When to Use Cefepime for Cellulitis
Cefepime should not be used as first-line therapy for typical cellulitis but is appropriate for cellulitis in neutropenic patients, healthcare-associated infections, or when resistant gram-negative pathogens are suspected.
Standard Treatment for Typical Cellulitis
For typical community-acquired cellulitis, first-line therapy should target streptococci and methicillin-sensitive Staphylococcus aureus:
- First-line oral options: Dicloxacillin or cephalexin 500 mg four times daily for 5-7 days 1
- First-line IV options: Cefazolin, oxacillin, or nafcillin 2
Beta-lactams like penicillin, amoxicillin, amoxicillin-clavulanate, dicloxacillin, and cephalexin remain the preferred agents for uncomplicated cellulitis 2. A 5-day course is as effective as a 10-day course if clinical improvement occurs by day 5 2.
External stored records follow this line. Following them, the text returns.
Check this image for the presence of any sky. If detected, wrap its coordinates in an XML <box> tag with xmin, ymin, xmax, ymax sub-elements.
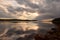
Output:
<box><xmin>0</xmin><ymin>0</ymin><xmax>60</xmax><ymax>20</ymax></box>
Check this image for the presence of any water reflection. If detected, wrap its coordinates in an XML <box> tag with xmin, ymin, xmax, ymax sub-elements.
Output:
<box><xmin>0</xmin><ymin>21</ymin><xmax>54</xmax><ymax>39</ymax></box>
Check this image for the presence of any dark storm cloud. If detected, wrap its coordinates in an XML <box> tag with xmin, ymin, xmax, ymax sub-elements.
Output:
<box><xmin>1</xmin><ymin>0</ymin><xmax>60</xmax><ymax>19</ymax></box>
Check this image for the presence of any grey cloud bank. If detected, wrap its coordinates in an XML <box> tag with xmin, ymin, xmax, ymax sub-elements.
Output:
<box><xmin>0</xmin><ymin>0</ymin><xmax>60</xmax><ymax>20</ymax></box>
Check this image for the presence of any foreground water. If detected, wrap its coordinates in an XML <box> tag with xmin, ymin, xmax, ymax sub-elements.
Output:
<box><xmin>0</xmin><ymin>21</ymin><xmax>54</xmax><ymax>40</ymax></box>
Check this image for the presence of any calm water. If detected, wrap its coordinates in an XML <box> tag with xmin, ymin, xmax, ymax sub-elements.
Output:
<box><xmin>0</xmin><ymin>21</ymin><xmax>54</xmax><ymax>40</ymax></box>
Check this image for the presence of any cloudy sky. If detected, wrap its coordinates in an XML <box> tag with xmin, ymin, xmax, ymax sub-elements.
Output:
<box><xmin>0</xmin><ymin>0</ymin><xmax>60</xmax><ymax>20</ymax></box>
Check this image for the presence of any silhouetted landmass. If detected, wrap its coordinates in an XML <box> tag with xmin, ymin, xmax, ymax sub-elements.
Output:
<box><xmin>0</xmin><ymin>19</ymin><xmax>37</xmax><ymax>21</ymax></box>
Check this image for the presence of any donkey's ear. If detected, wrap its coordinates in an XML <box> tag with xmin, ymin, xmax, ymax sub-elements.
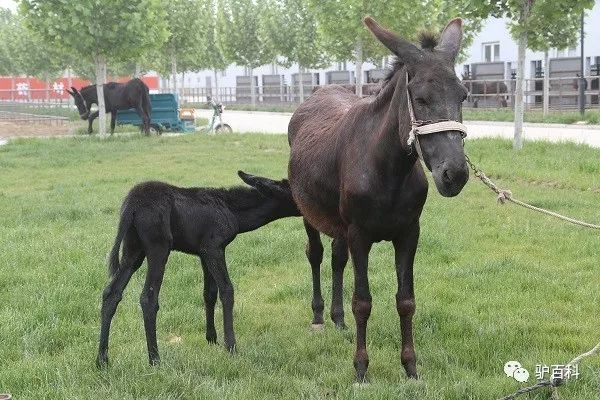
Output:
<box><xmin>363</xmin><ymin>17</ymin><xmax>421</xmax><ymax>64</ymax></box>
<box><xmin>435</xmin><ymin>18</ymin><xmax>462</xmax><ymax>61</ymax></box>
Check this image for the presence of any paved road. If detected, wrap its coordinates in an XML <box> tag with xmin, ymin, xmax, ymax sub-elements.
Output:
<box><xmin>197</xmin><ymin>109</ymin><xmax>600</xmax><ymax>147</ymax></box>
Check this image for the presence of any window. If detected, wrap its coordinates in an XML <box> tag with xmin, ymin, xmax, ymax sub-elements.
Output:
<box><xmin>483</xmin><ymin>43</ymin><xmax>500</xmax><ymax>62</ymax></box>
<box><xmin>555</xmin><ymin>47</ymin><xmax>577</xmax><ymax>58</ymax></box>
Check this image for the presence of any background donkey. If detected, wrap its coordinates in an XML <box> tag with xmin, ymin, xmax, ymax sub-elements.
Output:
<box><xmin>97</xmin><ymin>171</ymin><xmax>300</xmax><ymax>366</ymax></box>
<box><xmin>67</xmin><ymin>78</ymin><xmax>152</xmax><ymax>135</ymax></box>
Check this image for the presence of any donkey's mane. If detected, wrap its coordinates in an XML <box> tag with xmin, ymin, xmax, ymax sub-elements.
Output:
<box><xmin>382</xmin><ymin>31</ymin><xmax>439</xmax><ymax>87</ymax></box>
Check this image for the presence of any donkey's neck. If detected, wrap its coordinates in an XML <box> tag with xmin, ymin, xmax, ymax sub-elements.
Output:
<box><xmin>373</xmin><ymin>68</ymin><xmax>417</xmax><ymax>170</ymax></box>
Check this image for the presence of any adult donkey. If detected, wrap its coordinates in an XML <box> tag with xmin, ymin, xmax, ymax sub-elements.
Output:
<box><xmin>67</xmin><ymin>78</ymin><xmax>152</xmax><ymax>134</ymax></box>
<box><xmin>288</xmin><ymin>17</ymin><xmax>469</xmax><ymax>382</ymax></box>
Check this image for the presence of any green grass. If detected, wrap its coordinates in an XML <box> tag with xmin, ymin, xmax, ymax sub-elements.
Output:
<box><xmin>0</xmin><ymin>135</ymin><xmax>600</xmax><ymax>400</ymax></box>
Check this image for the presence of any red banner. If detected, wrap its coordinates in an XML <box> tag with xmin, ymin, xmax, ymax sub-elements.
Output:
<box><xmin>0</xmin><ymin>76</ymin><xmax>159</xmax><ymax>100</ymax></box>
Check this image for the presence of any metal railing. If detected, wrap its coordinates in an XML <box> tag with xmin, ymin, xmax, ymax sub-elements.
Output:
<box><xmin>161</xmin><ymin>76</ymin><xmax>600</xmax><ymax>111</ymax></box>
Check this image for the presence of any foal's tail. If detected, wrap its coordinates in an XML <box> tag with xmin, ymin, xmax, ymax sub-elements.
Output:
<box><xmin>108</xmin><ymin>201</ymin><xmax>133</xmax><ymax>278</ymax></box>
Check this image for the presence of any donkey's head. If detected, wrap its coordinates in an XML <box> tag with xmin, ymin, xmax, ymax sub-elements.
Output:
<box><xmin>365</xmin><ymin>17</ymin><xmax>469</xmax><ymax>197</ymax></box>
<box><xmin>67</xmin><ymin>86</ymin><xmax>90</xmax><ymax>120</ymax></box>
Specific Indications for Cefepime in Cellulitis
Cefepime is FDA-approved for "uncomplicated skin and skin structure infections" 3, but should be reserved for specific scenarios:
Neutropenic patients with cellulitis
Healthcare-associated skin infections
- When resistant gram-negative organisms are suspected 2
- Particularly in patients recently hospitalized or exposed to broad-spectrum antibiotics
When multidrug-resistant gram-negative coverage is needed
Complex skin infections with suspected gram-negative involvement
- Particularly when polymicrobial infection is suspected 5
Advantages of Cefepime
- Broader gram-negative coverage than third-generation cephalosporins 4
- Stable against many plasmid and chromosome-mediated beta-lactamases 4
- Retains activity against Enterobacteriaceae resistant to third-generation cephalosporins 2
- Good activity against methicillin-susceptible S. aureus and streptococci 6
Important Caveats and Considerations
Anaerobic coverage: Cefepime lacks adequate anaerobic coverage, so metronidazole should be added if anaerobes are suspected 2
Overuse concerns: Using cefepime for uncomplicated cellulitis contributes to antimicrobial resistance and is not justified 2
Cost considerations: Less expensive alternatives like cefazolin are equally effective for typical cellulitis 7, 8
MRSA coverage: Cefepime does not cover MRSA; if MRSA is suspected, vancomycin, linezolid, or other MRSA-active agents should be added 2
Dosing for Cellulitis When Indicated
- Standard dosing: 1-2g IV every 12 hours 5
- For severe infections or neutropenic patients: 2g IV every 8-12 hours 2
- Dose adjustment required in renal impairment
Algorithm for Cefepime Use in Cellulitis
Assess if patient has:
- Neutropenia
- Healthcare-associated infection
- Recent broad-spectrum antibiotic exposure
- Suspected resistant gram-negative involvement
If none of the above: Use standard cellulitis therapy (cefazolin, oxacillin, dicloxacillin, or cephalexin)
If any of the above are present: Consider cefepime, especially in:
- Febrile neutropenic patients
- Patients with recent healthcare exposure and risk for resistant organisms
- Patients with polymicrobial infections involving gram-negative pathogens
Add additional coverage as needed:
Remember that cefepime should be used judiciously to prevent the development of resistance, and narrower-spectrum antibiotics should be used whenever possible for typical community-acquired cellulitis.